User:Eleanorg/1.2/Forbidden Pixels/Receiving URL where data is hosted

The site will need to ask participants for the URL of the pixel data they're hosting.This is my first time doing form processing in python: the html form asks for the url; it passes it to a simple script. Next step is for that script to add it to the list of URLs, and to check whether there is a string there matching the regex.

Go here to test the input form: http://pzwart3.wdka.hro.nl/~egreenhalgh/inputForm.html

URL input form

<!DOCTYPE html>
<html>
  <head>
    <title>A form talking to a python script</title>
    <style type="text/css">
    </style>
  </head>
  
<body>

  <form action="form.cgi" name="inputForm">  <!--pushes form input to form.py script -->
    Paste url: 
    <input name="url">
    <input type="submit">

  </form>
</body>

</html>

Basic Python script grabbing URL submitted

Saved as .cgi within cgi-bin on server.

#!/usr/bin/python

import cgi
import cgitb; cgitb.enable() #what do these do?
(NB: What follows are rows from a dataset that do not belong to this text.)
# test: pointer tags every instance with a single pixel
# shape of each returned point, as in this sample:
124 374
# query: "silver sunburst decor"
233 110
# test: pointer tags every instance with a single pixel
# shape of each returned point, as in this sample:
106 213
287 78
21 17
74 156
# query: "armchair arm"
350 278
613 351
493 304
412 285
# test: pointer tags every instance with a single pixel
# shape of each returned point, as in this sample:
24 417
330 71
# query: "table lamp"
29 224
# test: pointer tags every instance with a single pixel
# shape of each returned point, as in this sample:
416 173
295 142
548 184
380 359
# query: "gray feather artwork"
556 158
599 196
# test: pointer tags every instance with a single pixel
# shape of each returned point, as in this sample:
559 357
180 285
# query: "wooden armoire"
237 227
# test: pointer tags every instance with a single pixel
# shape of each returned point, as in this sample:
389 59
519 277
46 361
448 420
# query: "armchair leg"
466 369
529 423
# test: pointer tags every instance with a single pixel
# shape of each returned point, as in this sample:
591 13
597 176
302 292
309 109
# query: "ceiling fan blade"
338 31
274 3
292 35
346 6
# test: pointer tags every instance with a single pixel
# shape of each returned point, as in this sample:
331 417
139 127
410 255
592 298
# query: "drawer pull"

htmlHeader = """<!DOCTYPE html>
<html>
  <head>
    <title>A form talking to a python script</title>
    <style type="text/css">
    </style>
  </head>
  <body>"""

print "Content-Type: text/html" //important - won't print in browser without these 2 lines
print 
print htmlHeader

form =  cgi.FieldStorage()	//Grabs whatever input comes from form
url = form['url'].value		// assigns form's url field input to var 'url'
print url
 
print """
  </body>
</html>"""

Python script grabbing inputted URL then scraping it

#!/usr/bin/python
#-*- coding:utf-8 -*-

import cgi, re, urllib2
import cgitb; cgitb.enable()

 
# scrapes pixel data string from a URL submitted by user in an html form; assigns the result to appropriate variables.
 

#------------- get URL from input form -------------------#

form = cgi.FieldStorage()		# Grabs whatever input comes from form
url = form['url'].value			# assigns form's url field input to var 'url'

#------------- scrape webpage----------------------------#

text = urllib2.urlopen(url).read()	# reads page at the specified URL

 
#-------------- extract the string with regex------------#

# string is in format: 
# Pixel position:500.001; Color:rgba(222,221,217,1)
 
for x in re.findall(r"Pixel position:(\d\d\d).(\d\d\d)\;\ Color:(rgba\(.*\))", text):
    match = str(x)    # only matches what is within capture parentheses. How to match whole string, even when bits within it are captured?
    xPos = str(x[0])  
    yPos = str(x[1])
    color= str(x[2])           
 
#-------------- print match -----------------------------#

htmlHeader = """<!DOCTYPE html>
<html>
  <head>
    <title>A form talking to a python script</title>
    <style type="text/css">
    </style>
  </head>
  <body>"""

print "Content-Type: text/html"
print 
print htmlHeader
 
if xPos:
  print 
  print "x position is: " + xPos + "<br />"
  print "y position is: " + yPos + "<br />"
  print "color is: " + color
else:					# not working - how to avoid 'match is undefined' error if regex fails to match anything?
  print "this pixel is not currently hosted"
 


print """
  </body>
</html>"""